When I got home B said “What’s wrong? You’re so quiet.” Oh nothing, I just need some exercise, so down I went to the dungeon/workout room (painted bright sunflower yellow to make up for the lack of natural light) cranked up the music, and completed day 7 of a 30 day schedule in my Jackie Warner book. I felt a little better, maybe what I needed was fresh air.

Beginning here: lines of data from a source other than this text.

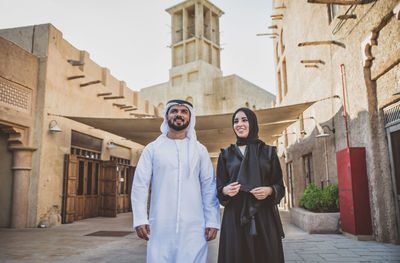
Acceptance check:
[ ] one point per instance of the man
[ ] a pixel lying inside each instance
(184, 210)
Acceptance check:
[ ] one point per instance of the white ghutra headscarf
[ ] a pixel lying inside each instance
(190, 132)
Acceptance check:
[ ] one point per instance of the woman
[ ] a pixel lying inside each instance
(249, 184)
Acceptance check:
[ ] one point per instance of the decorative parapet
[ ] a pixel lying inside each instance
(371, 40)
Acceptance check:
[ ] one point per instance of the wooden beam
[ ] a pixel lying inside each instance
(76, 77)
(316, 43)
(267, 34)
(132, 109)
(113, 97)
(104, 94)
(341, 2)
(90, 83)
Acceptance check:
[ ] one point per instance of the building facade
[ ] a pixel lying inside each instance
(196, 74)
(346, 57)
(54, 169)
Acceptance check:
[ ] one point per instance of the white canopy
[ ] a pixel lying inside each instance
(214, 131)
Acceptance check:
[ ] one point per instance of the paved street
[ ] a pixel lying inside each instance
(69, 243)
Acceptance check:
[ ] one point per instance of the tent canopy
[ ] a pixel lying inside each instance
(214, 131)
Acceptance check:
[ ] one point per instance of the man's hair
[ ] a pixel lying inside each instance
(179, 102)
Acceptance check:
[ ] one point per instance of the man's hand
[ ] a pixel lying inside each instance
(262, 192)
(231, 189)
(211, 233)
(142, 231)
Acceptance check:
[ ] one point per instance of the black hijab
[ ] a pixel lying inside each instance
(249, 176)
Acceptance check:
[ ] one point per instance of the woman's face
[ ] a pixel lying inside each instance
(241, 125)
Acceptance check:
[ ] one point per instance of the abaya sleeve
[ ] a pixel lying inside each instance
(222, 180)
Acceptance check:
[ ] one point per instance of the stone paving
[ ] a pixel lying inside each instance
(69, 244)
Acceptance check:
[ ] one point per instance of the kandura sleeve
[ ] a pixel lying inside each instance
(208, 190)
(222, 181)
(140, 187)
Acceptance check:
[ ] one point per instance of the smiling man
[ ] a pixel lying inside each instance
(184, 210)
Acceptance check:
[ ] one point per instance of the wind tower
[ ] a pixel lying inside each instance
(195, 47)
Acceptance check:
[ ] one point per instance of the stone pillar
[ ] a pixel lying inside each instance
(22, 166)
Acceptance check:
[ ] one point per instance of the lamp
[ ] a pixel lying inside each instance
(110, 145)
(53, 127)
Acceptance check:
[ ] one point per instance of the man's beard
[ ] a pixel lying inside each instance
(176, 127)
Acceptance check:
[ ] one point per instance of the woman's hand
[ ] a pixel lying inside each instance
(231, 189)
(262, 192)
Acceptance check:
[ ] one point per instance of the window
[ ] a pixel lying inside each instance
(120, 160)
(308, 169)
(333, 10)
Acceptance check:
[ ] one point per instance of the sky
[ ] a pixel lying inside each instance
(131, 37)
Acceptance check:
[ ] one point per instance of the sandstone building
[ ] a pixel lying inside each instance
(346, 57)
(196, 74)
(52, 166)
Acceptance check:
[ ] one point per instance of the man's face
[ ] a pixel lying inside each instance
(178, 117)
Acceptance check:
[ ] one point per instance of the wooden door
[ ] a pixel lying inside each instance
(108, 189)
(69, 188)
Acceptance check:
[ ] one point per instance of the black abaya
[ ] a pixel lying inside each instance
(237, 245)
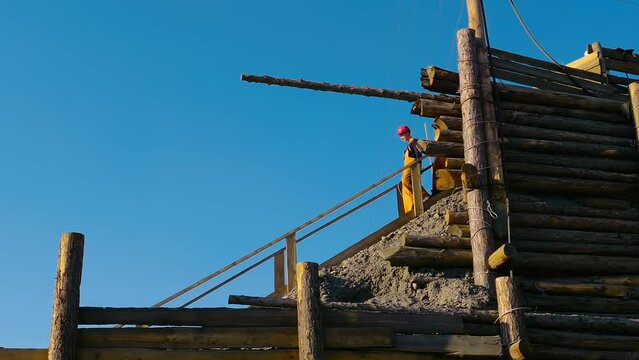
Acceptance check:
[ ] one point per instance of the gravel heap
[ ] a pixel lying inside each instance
(367, 278)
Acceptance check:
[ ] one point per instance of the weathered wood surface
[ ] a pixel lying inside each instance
(511, 319)
(66, 298)
(347, 89)
(573, 223)
(453, 345)
(532, 132)
(554, 235)
(434, 241)
(611, 165)
(309, 313)
(225, 317)
(570, 172)
(580, 340)
(447, 179)
(580, 289)
(474, 153)
(414, 256)
(230, 337)
(559, 185)
(576, 124)
(579, 304)
(571, 148)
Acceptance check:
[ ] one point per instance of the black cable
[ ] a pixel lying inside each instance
(561, 67)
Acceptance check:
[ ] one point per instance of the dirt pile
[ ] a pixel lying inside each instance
(367, 278)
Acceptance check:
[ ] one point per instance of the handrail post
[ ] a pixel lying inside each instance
(291, 260)
(416, 183)
(66, 299)
(279, 283)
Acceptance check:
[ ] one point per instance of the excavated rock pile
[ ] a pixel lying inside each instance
(369, 279)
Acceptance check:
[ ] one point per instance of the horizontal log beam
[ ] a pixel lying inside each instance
(610, 165)
(347, 89)
(225, 317)
(588, 237)
(571, 148)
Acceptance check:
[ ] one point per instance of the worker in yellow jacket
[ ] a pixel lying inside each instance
(414, 150)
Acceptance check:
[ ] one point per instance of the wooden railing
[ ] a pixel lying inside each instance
(285, 258)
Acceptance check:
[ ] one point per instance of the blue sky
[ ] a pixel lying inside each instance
(127, 121)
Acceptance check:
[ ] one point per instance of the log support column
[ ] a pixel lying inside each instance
(309, 314)
(634, 107)
(481, 235)
(66, 298)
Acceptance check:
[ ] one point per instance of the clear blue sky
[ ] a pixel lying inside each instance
(127, 121)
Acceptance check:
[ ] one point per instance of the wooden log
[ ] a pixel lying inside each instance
(474, 154)
(585, 304)
(571, 148)
(451, 345)
(309, 314)
(633, 89)
(565, 206)
(449, 135)
(66, 298)
(579, 340)
(469, 176)
(447, 242)
(447, 149)
(587, 237)
(576, 248)
(448, 123)
(433, 108)
(583, 323)
(573, 223)
(459, 230)
(256, 317)
(453, 163)
(564, 264)
(456, 217)
(558, 185)
(596, 127)
(507, 107)
(511, 319)
(501, 256)
(229, 337)
(531, 132)
(447, 179)
(347, 89)
(612, 165)
(570, 172)
(414, 256)
(605, 280)
(552, 98)
(580, 289)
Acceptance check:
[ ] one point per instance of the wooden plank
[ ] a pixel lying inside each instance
(229, 337)
(220, 317)
(454, 345)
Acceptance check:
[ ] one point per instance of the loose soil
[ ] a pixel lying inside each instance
(367, 278)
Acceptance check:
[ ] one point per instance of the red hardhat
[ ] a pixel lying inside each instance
(402, 130)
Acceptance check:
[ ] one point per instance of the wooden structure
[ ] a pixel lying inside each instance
(553, 160)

Off I went to the back yard, with the dog at my heels, as I looked at the plants I realized our tomatoes were quite dry, so I attached the sprayer to the hose and started watering. Now here is the good part, I was looking at all the little green bulbs, so much potential, so much to come, so much to enjoy, so simple. I love tomatoes and watering them gave me a purpose, I felt needed by those plants, I felt happy. Then my sweet, crazy, sassy little jack russell terrier was leaping into the water spray from the hose and I laughed, he kept jumping and I kept laughing. B looked out from the house and smiled and I smiled back. I didn’t need anything more than that moment. I broke my funk, and it felt fantastic.

Rough Week, Tough Year

My mother made it through her heart valve replacement in April, last month my niece was in a four wheeler accident (which required a skin graft) then this past week my father was in the hospital where they discovered he has diverticulitis. He is still in the hospital, but hopefully will be home this weekend.  When these unplanned for events occur, it really puts life’s priorities into perspective. Sure it’s admirable to save money, it’s nice to travel and have pretty clothes and eat at yummy restaurants, but if you don’t have your family and your health, everything is for nothing! Which speaking of delicious food, my poor dad.  One of his favorite things to enjoy are gourmet meals. We always have said we can plot our lives by the restaurants where we have eaten. He has been so miserable, he said “No more gourmet meals for me.” I know it will be good for him to eat healthier and lose weight, it will put less stress on his enlarged heart, so hopefully he will not have another bout with this issue. I’d like to make sense of it all, learn some life lesson, but right now I just want to be a whiney kid, throw up my arms and say “why us, life just isn’t fair” and it’s not right now. If my dad never has another filet mignon and side of creamed spinach, he’ll “survive” his favorite phrase when things don’t go as hoped or expected, “You’ll survive.”  And maybe, just maybe learning his condition now is a good thing and he will change his eating habits which will prolong his life another decade or two. I will learn to make him some savory soups or other digestive friendly meals. We will survive.